Friday, February 8, 2013

TRYING TO OUT-GOD GOD?

Am I trying to out-God God?  I wonder.........

When Barnabas and Paul were preaching and teaching on their missionary journies, they were suddenly met with Jews from Jerusalem who began to demand that the new converts to Christianity be  circumcized.  Paul's comment to them was this, "Why are you now trying to out-God God?"  As God had accepted these foreigners to the faith, even with their strange eating habits, why should the church demand they follow the strict laws of the Jews?  There should be no argument, Paul and Barnabas agreed, as God had already accepted the converts "as they are."

The words "out-God God," however, kind of unsettles me. Do I load myself down with self-taught rules?  What does it  mean to today's Christian?

There is an old song about the Christian who carried the biggest Bible he could.  He lugged it around to show others his serious faith. (I'm sure some of you remember the song and the singer, as well. But I forget.) Anyway, I think some of us are like this man who wanted everyone to know what he believed just by how he looked to others.  It wasn't by kindness or goodness, but by Christian habits, showing others how deep was his faith by how big was his bible.

My mother used to tell me, "Pretty is as pretty does."  And if pretty does stuff just to prove she is pretty, I don't think pretty is so pretty at all.  If I do stuff just to prove I am special to God, perhaps I am not happy with the specialty God has chosen for me!  And if I am disappointed in myself because I haven't heard God's voice or seen His face, maybe I am asking for too much for myself, thinking too much about myself, and not being satisfied with the incredible role in life that I have been given.

Each of us has been born for a reason.  Some of us seem to scorn the reason we have been given.  I thought I wanted to go to seminary and become a pastor.  I didn't.  But I pastored my children, in a sense, and besides, I hate meetings!!  I thought I could go to art school, but  it's very expensive and by the time my husband, Jerry, got through dental school and the Navy, we had two little girls.  My two little girls and I used to color in their coloring books and draw pictures of Daddy in his dental office. I thought I might make a good writer and wasn't totally unsuccesful, but most of my time was spent in reading for myself and to a beautiful young sonn and later, a beautiful, wonderful gift.. another  daughter!  But I was loved!  And I loved in return!  And God was with me all the way!

Sometimes I feel a little envious, (Yes, that's the right word!) when someone tells me that they heard God speaking to them.  Really?
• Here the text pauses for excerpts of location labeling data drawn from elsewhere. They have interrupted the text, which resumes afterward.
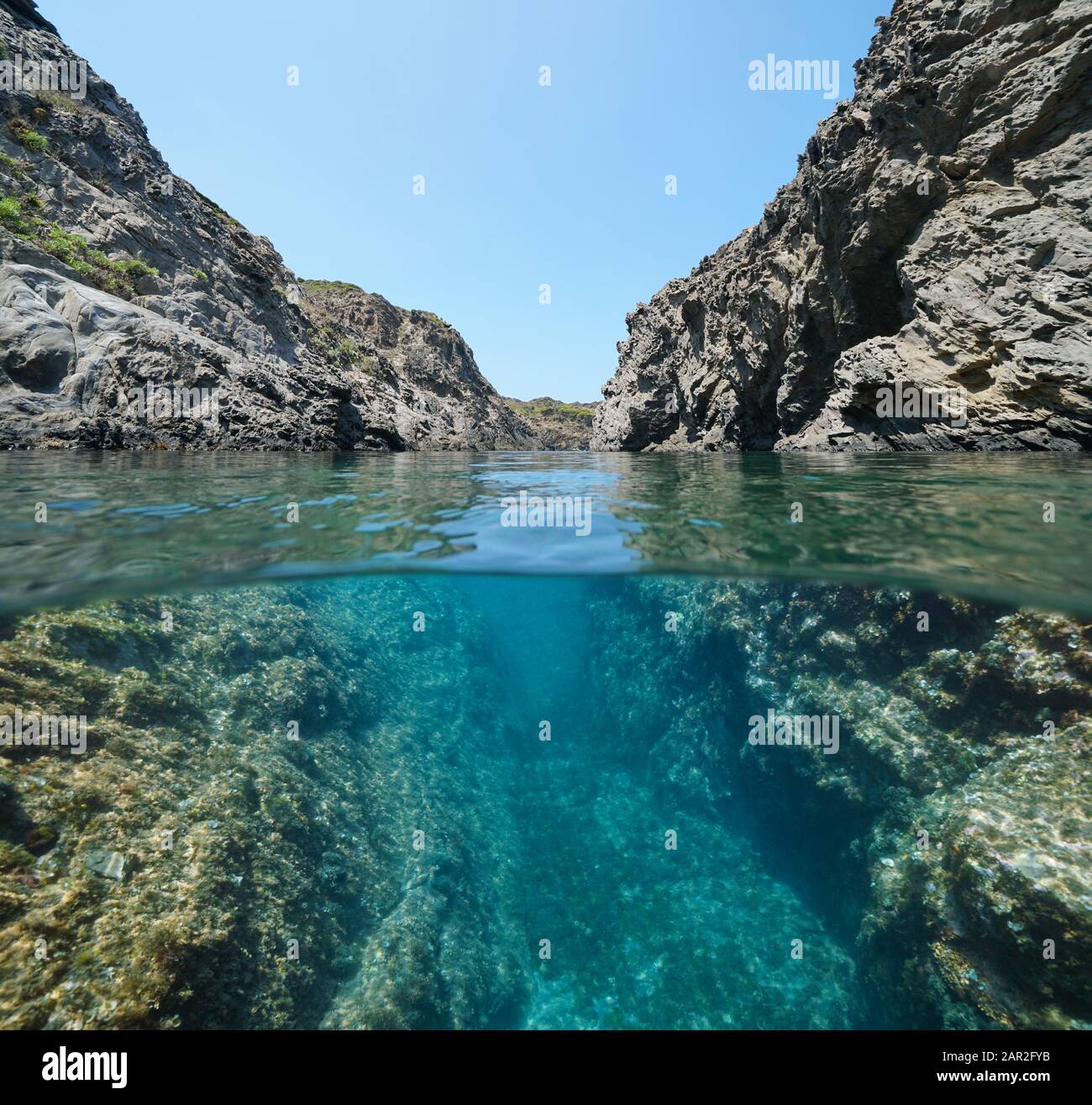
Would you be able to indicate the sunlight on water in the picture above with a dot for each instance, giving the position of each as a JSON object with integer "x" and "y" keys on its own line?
{"x": 499, "y": 773}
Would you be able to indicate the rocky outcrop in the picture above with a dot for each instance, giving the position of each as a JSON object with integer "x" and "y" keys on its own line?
{"x": 937, "y": 238}
{"x": 951, "y": 825}
{"x": 135, "y": 312}
{"x": 556, "y": 423}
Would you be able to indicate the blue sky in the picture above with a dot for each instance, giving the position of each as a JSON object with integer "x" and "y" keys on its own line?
{"x": 524, "y": 185}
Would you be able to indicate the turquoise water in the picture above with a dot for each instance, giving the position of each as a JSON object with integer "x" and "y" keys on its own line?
{"x": 501, "y": 776}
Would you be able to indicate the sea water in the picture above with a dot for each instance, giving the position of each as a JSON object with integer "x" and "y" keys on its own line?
{"x": 544, "y": 741}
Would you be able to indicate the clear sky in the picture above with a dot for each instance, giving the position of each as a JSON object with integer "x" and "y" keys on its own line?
{"x": 524, "y": 185}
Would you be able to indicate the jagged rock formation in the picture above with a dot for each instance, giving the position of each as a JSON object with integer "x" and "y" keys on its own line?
{"x": 556, "y": 423}
{"x": 937, "y": 233}
{"x": 952, "y": 825}
{"x": 122, "y": 284}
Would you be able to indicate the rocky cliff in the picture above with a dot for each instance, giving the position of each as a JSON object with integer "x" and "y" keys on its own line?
{"x": 937, "y": 242}
{"x": 135, "y": 312}
{"x": 556, "y": 423}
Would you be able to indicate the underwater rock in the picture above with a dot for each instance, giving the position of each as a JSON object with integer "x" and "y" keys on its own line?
{"x": 106, "y": 863}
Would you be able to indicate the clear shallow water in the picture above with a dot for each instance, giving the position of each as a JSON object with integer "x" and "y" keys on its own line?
{"x": 133, "y": 521}
{"x": 517, "y": 735}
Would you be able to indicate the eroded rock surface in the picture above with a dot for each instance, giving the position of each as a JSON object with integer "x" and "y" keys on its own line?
{"x": 937, "y": 234}
{"x": 122, "y": 284}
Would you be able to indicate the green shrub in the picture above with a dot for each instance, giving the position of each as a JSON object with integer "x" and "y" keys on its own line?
{"x": 11, "y": 213}
{"x": 28, "y": 137}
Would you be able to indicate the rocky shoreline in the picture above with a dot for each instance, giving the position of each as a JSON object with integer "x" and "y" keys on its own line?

I don't hear God's voice, but I know when the Holy Spirit has ahold of my tail and pulls me to my journal!  I have never had a vision, or if I have I haven't realized it. But I trust God cares about what I do, what I think, and how I act.  And in the things I am not very good at, I think God is trying to teach me, especially when it means someone else will come to know Him.

So, I'm not going to try to be someone I'm not.  Because I'm listening, God, for you to direct me in whatever else you've planned for me. I don't need to do something grand.  I don't need to see your face; I can wait to see you in heaven.  And I see your face in the countless friends who know you.  And hear your voice?  I hear you.  Sundays at 10:15.  Daily, as I read your Word. And Tues. afternoons during our Small Group. And especially when my dear Jerry tells me he loves me.

If you have more for me, you'll have to be the instigator. Because, with my ego, I might think I am someone even more special that I already am, and all because of You!

 Can you relate?   Jo

1 comment:

  1. i love reading your writing grandma:)
    you are a grand inspiration to me with your honest, real walk with the Lord. He def. speaks to me through you! ;)
    thank you for writing and never stopping no matter if you ever were famous or not. You're famous in my book. I cherish your words and stories and perspectives, and LOVE to learn from them.
    love you grandma jo, always! You are beautyFULL inside & out. miss you so much! did i say i love you?! ;) I LOVE YOU!!!!